How long did it take you to write the novel? Did you plot it in advance?
In a way, writing is like playing a musical instrument — they are crafts that need to be learned in a disciplined way, and that takes time. Once one reaches a certain level, the understanding of the craft becomes ingrained, though the artistry, fortunately, always remains a wonderful challenge and needs to be constantly honed.
With Devil’s Trill, from the time I first put pen to paper until it finally found its way into print took 10 years. Danse Macabre took a year and a half. Death and the Maiden took a year. That’s about as fast as I want things to be because not only do I want to make sure I maintain the quality of the books, I want them to get even better.

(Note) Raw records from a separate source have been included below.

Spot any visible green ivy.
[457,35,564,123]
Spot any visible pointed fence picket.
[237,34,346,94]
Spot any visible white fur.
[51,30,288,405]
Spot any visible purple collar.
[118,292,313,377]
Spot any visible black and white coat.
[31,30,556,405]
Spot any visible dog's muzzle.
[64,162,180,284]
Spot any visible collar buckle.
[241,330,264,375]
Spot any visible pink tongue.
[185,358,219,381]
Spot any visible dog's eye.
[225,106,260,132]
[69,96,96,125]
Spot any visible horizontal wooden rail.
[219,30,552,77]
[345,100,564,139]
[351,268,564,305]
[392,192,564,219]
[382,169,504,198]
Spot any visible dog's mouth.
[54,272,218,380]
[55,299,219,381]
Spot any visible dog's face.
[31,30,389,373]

The general plot for Death and the Maiden came quickly enough. The idea of each member of the ensemble mysteriously vanishing was the easy part. (That idea, no doubt, has entered the mind of most musicians who have ever played string quartets over the past 300 years.) Deciding upon the chronology was a challenge, because once one or two members disappear, how do you keep the quartet going so that the remaining members would have the opportunity to be offed as well?
If yes, how do you go about plotting your mysteries? Do you do a chapter by chapter outline?

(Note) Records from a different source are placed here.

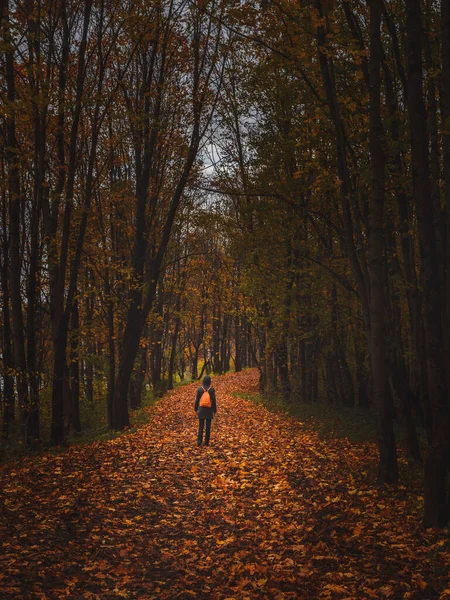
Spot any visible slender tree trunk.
[70,300,81,431]
[406,0,450,526]
[0,211,15,439]
[0,0,29,444]
[369,0,398,484]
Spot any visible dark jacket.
[194,386,217,419]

I start out with the overall concept, and from there try to determine what plot would strongly support the concept and grab the reader’s imagination. Then I decide how I’d like to begin and end the story, gradually creating a straight line between the two. That doesn’t necessarily mean the chapters progress chronologically, because sometimes it creates more suspense to jump forward or backward in time, but I need to have an orderly progression in my head or else my brain can get hopelessly addled. Once I have that I add intersecting lines of plot and new characters that have organically sprouted up from the main story line. Finally, of course, I have to figure out how Jacobus is going to solve the mystery!
With my fourth book, Death and Transfiguration, which I’m working on now, I’ve taken to writing a brief summary at the beginning of each chapter, a service a lot of the English writers used to provide their readers back in the nineteenth century (“In which Jonathan is thrown from his Horse and discovers, quite by Accident, a fair Maiden”) but for me it’s simply a way to expedite my writing process and will be deleted in the final product.